提出了一种基于多标签集的图像解析框架。例如,我们可能希望同时根据每个图像区域的基本对象类别(汽车、建筑、道路、树木等)、上级类别(动物、车辆、人造物体、自然物体等)、几何方向(水平、垂直等)和材料(金属、玻璃、木材等)来标记每个图像区域。一些对象区域也可以被赋予部件名称(汽车可以有轮子、门、挡风玻璃等)。我们计算同一区域的不同标签类型之间的共现统计,以捕获诸如“道路是水平的”、“汽车是金属制成的”、“汽车有轮子”但“马有腿”等关系。通过将这些约束纳入马尔可夫随机场推理框架,并对所有标签集进行联合求解,我们可以一次提高所有标签集的分类精度,实现更丰富的图像理解形式。

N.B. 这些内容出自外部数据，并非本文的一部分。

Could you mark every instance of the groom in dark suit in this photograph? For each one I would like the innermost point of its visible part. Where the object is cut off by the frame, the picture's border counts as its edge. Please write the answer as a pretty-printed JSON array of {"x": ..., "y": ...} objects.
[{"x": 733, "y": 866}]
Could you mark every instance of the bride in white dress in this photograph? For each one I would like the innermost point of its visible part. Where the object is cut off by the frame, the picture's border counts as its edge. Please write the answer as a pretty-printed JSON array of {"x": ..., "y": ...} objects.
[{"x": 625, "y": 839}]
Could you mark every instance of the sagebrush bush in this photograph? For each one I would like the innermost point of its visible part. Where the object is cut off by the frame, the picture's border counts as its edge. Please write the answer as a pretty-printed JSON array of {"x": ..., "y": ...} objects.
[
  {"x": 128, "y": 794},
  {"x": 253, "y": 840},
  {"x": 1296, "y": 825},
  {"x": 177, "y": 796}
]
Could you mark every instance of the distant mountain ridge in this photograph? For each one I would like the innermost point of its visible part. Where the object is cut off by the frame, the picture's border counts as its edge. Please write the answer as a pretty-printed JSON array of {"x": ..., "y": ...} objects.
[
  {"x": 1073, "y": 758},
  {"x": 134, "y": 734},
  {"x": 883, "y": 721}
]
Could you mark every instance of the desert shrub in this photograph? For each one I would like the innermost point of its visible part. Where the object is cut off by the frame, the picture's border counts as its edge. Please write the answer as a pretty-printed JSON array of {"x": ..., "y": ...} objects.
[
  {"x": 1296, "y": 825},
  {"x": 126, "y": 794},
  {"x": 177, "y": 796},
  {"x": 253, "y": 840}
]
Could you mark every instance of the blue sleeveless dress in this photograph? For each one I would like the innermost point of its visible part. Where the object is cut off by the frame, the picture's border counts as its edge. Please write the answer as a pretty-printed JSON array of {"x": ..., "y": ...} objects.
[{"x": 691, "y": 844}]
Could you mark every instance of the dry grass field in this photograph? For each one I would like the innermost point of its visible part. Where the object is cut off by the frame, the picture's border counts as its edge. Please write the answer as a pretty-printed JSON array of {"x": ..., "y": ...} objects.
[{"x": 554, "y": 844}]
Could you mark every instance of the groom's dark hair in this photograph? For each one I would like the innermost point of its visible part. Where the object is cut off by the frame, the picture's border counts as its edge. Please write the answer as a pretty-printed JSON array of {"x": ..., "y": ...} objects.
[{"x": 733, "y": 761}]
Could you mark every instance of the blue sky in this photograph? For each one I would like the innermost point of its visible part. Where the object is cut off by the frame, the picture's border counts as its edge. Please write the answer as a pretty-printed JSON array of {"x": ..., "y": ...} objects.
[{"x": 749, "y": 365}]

{"title":"Understanding scenes on many levels","authors":"Joseph Tighe, S. Lazebnik","doi":"10.1109/ICCV.2011.6126260","DOIUrl":"https://doi.org/10.1109/ICCV.2011.6126260","url":null,"abstract":"This paper presents a framework for image parsing with multiple label sets. For example, we may want to simultaneously label every image region according to its basic-level object category (car, building, road, tree, etc.), superordinate category (animal, vehicle, manmade object, natural object, etc.), geometric orientation (horizontal, vertical, etc.), and material (metal, glass, wood, etc.). Some object regions may also be given part names (a car can have wheels, doors, windshield, etc.). We compute co-occurrence statistics between different label types of the same region to capture relationships such as “roads are horizontal,” “cars are made of metal,” “cars have wheels” but “horses have legs,” and so on. By incorporating these constraints into a Markov Random Field inference framework and jointly solving for all the label sets, we are able to improve the classification accuracy for all the label sets at once, achieving a richer form of image understanding.","PeriodicalId":6391,"journal":{"name":"2011 International Conference on Computer Vision","volume":"54 1","pages":"335-342"},"PeriodicalIF":0.0,"publicationDate":"2011-11-06","publicationTypes":"Journal Article","fieldsOfStudy":null,"isOpenAccess":false,"openAccessPdf":"","citationCount":null,"resultStr":null,"platform":"Semanticscholar","paperid":"73515628","PeriodicalName":null,"FirstCategoryId":null,"ListUrlMain":null,"RegionNum":0,"RegionCategory":"","ArticlePicture":[],"TitleCN":null,"AbstractTextCN":null,"PMCID":"","EPubDate":null,"PubModel":null,"JCR":null,"JCRName":null,"Score":null,"Total":0}
引用次数: 40
Simultaneous correspondence and non-rigid 3D reconstruction of the coronary tree from single X-ray images 同时对应和非刚性三维重建从单一的x射线图像冠状树
Pub Date : 2011-11-06 DOI: 10.1109/ICCV.2011.6126325
Eduard Serradell, Adriana Romero, R. Leta, C. Gatta, F. Moreno-Noguer
We present a novel approach to simultaneously reconstruct the 3D structure of a non-rigid coronary tree and estimate point correspondences between an input X-ray image and a reference 3D shape. At the core of our approach lies an optimization scheme that iteratively fits a generative 3D model of increasing complexity and guides the matching process. As a result, and in contrast to existing approaches that assume rigidity or quasi-rigidity of the structure, our method is able to retrieve large non-linear deformations even when the input data is corrupted by the presence of noise and partial occlusions. We extensively evaluate our approach under synthetic and real data and demonstrate a remarkable improvement compared to state-of-the-art.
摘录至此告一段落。